Il est normal et nécessaire que les journalistes aient des relations suivies avec les forces de
l'ordre et avec la justice. Toutefois, chaque journaliste doit conserver une distance avec les
informations qu'il reçoit et avec les informateurs qui les transmettent. En effet on ne peut exclure 13 mars 2015 5
que les informateurs aient intérêt à orienter leurs correspondants en transmettant des faits ou des
images à un moment choisi par eux ou à mettre en avant des informations dans une perspective qui
leur est propre.

La reprise de pseudo informations circulant sur les réseaux sociaux a été aussi à l'origine
d'inexactitudes. Le manque de recoupement et de recul aurait pu avoir des conséquences graves. Les
sources, y compris officielles, n’ont pas toujours été assez interrogées et critiquées. La révélation par
un tweet, émanant d'un personnage contesté, de l'identité des frères Kouachi et de Mourad H.,
victime collatérale, en est l'un des exemples.

C’est un avis de recherche interne de la police qui fuite, dans une approche plus militante
que journalistique, sur le compte twitter d’un « expert » contesté ; la reprise de cette « rumeur » par
le site d’un hebdomadaire a levé les préventions de plusieurs télévisions qui hésitaient à rendre
publics les noms cités dans ce document : l’une des trois personnes n’avait rien à voir avec les faits.
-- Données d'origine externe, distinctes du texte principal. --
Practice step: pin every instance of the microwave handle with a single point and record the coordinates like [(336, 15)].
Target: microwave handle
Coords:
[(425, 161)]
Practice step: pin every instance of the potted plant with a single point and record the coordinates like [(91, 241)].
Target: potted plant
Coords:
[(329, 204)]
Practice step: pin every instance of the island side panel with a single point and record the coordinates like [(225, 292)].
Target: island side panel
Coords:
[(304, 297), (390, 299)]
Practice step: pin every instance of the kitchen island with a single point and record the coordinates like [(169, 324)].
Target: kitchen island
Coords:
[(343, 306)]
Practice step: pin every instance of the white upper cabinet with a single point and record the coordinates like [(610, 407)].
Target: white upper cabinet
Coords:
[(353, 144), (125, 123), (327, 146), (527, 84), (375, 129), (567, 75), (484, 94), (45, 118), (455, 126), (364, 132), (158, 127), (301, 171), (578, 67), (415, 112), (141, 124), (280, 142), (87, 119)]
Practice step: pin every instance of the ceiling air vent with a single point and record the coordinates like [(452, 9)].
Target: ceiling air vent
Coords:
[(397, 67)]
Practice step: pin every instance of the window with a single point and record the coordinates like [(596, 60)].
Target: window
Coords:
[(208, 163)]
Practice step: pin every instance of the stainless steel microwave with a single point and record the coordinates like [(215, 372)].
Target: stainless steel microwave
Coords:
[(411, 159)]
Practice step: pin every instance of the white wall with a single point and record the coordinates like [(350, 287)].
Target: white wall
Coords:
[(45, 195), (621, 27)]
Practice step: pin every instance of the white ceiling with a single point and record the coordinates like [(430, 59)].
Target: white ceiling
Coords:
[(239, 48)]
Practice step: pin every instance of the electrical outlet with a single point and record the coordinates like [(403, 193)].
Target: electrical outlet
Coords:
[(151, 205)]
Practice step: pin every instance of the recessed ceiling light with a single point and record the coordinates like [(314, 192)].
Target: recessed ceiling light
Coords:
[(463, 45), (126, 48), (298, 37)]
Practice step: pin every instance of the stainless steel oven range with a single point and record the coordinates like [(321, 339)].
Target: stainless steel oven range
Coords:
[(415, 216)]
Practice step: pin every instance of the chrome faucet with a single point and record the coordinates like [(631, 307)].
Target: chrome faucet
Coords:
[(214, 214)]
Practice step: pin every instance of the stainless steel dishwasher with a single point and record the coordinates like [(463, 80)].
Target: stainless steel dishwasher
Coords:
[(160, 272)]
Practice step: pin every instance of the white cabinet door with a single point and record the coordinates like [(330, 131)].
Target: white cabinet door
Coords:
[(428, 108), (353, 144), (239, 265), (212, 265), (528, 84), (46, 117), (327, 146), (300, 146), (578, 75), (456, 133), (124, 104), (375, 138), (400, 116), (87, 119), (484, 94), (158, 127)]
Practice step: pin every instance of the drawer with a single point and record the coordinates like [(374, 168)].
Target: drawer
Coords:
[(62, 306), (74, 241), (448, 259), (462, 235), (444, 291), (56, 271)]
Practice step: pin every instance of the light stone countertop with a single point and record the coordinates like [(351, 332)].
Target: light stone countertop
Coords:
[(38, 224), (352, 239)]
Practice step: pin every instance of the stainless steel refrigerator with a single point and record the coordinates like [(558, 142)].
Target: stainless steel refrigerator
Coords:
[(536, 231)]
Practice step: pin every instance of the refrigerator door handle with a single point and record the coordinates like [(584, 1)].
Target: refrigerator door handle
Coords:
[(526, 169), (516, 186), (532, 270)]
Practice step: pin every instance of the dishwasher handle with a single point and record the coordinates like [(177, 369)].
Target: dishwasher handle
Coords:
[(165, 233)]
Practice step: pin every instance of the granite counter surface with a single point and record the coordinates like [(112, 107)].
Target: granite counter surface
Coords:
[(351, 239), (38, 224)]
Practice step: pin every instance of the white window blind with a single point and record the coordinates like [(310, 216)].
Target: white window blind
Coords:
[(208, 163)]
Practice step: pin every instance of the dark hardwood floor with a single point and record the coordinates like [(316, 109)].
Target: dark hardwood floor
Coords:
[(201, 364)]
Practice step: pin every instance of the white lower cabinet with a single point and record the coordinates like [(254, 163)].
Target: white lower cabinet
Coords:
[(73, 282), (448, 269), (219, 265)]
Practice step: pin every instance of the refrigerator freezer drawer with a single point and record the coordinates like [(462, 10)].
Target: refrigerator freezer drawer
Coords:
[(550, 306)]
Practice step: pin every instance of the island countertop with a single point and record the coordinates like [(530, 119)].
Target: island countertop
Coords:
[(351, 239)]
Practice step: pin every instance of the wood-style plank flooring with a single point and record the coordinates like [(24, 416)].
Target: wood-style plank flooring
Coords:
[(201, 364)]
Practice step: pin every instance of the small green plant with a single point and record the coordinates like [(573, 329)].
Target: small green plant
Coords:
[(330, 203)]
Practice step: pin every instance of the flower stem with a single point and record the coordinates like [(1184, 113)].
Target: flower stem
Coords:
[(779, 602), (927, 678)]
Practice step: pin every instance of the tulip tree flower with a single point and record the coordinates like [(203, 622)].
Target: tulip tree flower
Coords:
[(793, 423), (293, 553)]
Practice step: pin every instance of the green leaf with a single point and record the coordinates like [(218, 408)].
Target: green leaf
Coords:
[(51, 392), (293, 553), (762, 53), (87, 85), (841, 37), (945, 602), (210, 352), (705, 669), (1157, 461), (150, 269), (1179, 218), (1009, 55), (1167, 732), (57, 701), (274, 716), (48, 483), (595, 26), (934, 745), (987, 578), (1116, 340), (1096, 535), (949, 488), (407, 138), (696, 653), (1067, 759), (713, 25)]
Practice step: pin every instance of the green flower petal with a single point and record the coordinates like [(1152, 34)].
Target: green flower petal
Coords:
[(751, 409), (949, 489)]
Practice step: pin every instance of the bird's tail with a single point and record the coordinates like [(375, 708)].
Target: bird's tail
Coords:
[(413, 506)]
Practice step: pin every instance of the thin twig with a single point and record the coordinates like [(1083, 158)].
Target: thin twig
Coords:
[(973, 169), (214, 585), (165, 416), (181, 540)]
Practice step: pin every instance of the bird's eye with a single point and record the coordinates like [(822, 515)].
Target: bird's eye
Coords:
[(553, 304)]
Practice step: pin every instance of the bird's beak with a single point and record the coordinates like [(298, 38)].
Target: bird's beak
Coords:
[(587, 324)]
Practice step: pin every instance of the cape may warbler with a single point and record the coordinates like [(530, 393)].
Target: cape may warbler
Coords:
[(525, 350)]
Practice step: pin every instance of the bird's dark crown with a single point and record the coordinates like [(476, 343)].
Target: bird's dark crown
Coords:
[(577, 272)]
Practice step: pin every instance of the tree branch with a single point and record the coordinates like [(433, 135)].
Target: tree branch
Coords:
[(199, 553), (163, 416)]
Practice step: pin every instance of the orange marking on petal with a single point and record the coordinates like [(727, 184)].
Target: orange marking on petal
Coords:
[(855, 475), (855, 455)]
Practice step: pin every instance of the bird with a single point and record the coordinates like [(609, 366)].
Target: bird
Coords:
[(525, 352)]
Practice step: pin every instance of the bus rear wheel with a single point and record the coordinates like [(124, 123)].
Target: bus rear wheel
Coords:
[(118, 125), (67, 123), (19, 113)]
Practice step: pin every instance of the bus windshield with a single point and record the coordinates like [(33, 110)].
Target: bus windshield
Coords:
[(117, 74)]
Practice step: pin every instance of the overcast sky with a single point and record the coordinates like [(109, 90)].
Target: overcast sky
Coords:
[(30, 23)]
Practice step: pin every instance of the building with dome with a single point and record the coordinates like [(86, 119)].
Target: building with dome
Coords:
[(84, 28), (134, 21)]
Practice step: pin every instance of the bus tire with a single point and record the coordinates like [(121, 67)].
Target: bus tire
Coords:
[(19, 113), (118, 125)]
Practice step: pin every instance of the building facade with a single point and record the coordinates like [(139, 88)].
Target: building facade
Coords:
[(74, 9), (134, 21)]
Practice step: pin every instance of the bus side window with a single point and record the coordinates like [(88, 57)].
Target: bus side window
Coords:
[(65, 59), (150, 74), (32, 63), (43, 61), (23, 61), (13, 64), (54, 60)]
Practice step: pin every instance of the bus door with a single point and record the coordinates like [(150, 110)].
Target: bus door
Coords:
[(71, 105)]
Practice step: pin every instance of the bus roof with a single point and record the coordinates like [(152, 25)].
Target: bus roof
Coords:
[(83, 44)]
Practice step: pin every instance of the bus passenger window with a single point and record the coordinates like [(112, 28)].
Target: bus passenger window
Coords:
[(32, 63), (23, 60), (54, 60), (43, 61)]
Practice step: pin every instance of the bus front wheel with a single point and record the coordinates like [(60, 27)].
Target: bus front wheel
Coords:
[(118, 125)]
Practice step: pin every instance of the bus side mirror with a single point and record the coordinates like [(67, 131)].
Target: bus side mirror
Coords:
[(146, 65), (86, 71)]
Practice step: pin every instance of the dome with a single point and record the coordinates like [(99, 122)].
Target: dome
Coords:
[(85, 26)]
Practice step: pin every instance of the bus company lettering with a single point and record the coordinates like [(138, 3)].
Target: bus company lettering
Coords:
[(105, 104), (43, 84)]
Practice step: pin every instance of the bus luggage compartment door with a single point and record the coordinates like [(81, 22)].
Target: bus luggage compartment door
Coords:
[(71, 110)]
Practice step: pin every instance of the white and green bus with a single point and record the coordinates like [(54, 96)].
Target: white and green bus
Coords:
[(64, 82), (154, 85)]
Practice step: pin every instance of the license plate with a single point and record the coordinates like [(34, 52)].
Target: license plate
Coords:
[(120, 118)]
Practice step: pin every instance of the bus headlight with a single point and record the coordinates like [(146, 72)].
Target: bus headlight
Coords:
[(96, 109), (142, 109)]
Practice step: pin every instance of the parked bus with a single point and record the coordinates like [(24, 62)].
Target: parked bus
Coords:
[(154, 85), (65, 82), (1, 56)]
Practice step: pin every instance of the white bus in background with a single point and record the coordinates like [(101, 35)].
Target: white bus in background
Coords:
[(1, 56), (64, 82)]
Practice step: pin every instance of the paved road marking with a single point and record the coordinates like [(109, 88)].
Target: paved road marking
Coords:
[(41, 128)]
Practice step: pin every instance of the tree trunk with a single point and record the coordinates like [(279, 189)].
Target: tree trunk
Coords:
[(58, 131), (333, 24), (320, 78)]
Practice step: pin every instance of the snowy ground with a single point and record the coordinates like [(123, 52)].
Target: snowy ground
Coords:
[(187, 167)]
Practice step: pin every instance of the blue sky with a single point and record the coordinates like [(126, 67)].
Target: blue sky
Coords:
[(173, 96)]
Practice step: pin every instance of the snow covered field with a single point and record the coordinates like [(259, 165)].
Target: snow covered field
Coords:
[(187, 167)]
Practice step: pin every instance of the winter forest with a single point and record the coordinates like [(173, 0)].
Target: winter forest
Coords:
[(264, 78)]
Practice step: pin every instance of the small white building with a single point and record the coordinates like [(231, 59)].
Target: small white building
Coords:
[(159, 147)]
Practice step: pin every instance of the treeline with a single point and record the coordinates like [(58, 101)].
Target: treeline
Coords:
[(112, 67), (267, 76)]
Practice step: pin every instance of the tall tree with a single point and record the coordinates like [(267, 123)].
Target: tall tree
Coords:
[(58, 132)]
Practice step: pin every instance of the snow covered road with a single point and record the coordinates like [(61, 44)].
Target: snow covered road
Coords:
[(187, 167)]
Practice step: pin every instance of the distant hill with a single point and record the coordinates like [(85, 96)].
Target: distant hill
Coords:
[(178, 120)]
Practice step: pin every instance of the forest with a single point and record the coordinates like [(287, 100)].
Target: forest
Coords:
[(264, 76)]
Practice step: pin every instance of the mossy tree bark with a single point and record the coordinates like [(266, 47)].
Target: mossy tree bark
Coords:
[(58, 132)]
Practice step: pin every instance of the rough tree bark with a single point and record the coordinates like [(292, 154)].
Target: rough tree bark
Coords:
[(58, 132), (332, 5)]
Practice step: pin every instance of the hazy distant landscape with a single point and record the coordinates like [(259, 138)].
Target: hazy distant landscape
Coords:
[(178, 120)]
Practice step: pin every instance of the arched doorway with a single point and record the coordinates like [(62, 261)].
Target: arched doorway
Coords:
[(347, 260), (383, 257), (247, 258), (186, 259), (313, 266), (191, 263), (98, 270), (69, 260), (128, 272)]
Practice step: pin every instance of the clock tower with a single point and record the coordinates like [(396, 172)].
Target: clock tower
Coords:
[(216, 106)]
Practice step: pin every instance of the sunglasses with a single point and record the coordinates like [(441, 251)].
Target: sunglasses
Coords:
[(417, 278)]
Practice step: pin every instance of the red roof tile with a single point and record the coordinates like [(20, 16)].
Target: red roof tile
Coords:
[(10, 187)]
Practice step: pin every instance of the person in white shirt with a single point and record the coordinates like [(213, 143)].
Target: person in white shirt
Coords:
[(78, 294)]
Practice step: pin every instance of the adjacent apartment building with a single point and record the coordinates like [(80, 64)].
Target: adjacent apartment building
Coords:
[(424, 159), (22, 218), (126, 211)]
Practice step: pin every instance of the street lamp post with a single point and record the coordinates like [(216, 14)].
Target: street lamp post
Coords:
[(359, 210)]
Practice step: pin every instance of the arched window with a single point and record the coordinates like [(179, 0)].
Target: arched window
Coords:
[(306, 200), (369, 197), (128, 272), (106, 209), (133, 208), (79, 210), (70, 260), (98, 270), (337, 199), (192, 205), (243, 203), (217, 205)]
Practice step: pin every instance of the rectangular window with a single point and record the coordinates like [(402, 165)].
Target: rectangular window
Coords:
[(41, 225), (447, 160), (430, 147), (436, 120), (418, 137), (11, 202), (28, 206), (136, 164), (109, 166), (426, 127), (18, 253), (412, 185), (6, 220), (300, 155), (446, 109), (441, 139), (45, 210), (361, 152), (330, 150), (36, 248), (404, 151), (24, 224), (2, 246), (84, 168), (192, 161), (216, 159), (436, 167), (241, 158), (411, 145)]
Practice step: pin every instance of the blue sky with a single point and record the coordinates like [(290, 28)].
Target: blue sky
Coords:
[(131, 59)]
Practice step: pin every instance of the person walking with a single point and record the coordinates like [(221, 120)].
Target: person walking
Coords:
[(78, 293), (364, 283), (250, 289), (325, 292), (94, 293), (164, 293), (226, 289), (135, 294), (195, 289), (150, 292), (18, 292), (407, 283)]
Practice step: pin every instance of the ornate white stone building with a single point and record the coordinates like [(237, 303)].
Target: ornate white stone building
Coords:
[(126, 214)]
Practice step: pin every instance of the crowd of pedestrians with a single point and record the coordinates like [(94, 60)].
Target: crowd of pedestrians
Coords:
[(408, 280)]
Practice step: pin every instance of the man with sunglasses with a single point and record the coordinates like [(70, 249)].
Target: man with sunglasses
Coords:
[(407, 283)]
Plus délicate est la question des « terroristes » informateurs des médias. On ne peut
reprocher au journaliste d'une chaîne d'information en continu d'avoir réussi à joindre l'un des frères
Kouachi retranché dans l'imprimerie. A Vincennes, c'est le terroriste lui-même qui téléphone à la
chaîne pour lui demander de jouer les intermédiaires avec la police afin de négocier. Ces documents
n’ont pas été diffusés à chaud. Le gouvernement a été prévenu et des extraits de l’interview ont été
diffusés après l’assaut final.

La mention de personnes cachées à l’imprimerie de Dammartin et dans la chambre froide de
l’Hyper Cacher a posé problème. Il était responsable de ne pas diffuser ces informations avant la fin
des événements. Même si c’est un élu qui lâche l’information confidentielle, certains médias ont
tenté ensuite, en vain heureusement, de la lui faire répéter.

Les suites positives

Les événements de janvier 2015 ont été d’abord et avant tout le déclencheur d’une prise de
conscience généralisée dans la société de l’éminence du droit à la liberté d’expression et à la liberté
d’information.

Dans les rédactions, le traitement des événements a provoqué partout, chose peu fréquente,
des débriefings, des discussions, des réflexions collectives sur les erreurs à éviter à l’avenir. La
pratique du « making of », qui permet d’apporter au public des informations sur les façons de faire
des journalistes, commence à se répandre, et c’est une bonne chose.
Les 36 sanctions prononcées par le CSA à l’égard de seize médias audiovisuels, concernant le
respect des personnes (2) et l’ordre public (34), ont provoqué à leur tour de nombreux débats,
interrogations et prises de position dans la sphère médiatique et au-delà. En cause notamment, la
liberté d’action des journalistes à l’égard de la police et de la justice, la tentation d’utiliser ces
événements pour instituer des règles contraignantes, les dangers d’une censure ou d’une
autocensure.

Il faut observer que l’énoncé de ces sanctions par une institution dont la légitimité est
contestée pour les questions de déontologie de l’information, a eu pour effet de solidariser
l’ensemble des médias concernés ; une partie du public y a vu un réflexe corporatif.

Les événements ont été aussi un révélateur et un accélérateur des interrogations latentes sur
le rôle des médias dans la société, sur l’information et les moyens de sa diffusion, sur la qualité et la
déontologie de l’information. Au total, on peut estimer que ces journées hors normes – par leur
nature, par leur traitement médiatique et par leurs répercussions dans la société – ont mis
l’information au cœur des préoccupations. Un intérêt peut-être éphémère, mais qui provoquera des
déceptions si les questions soulevées ne trouvent pas de réponses satisfaisantes.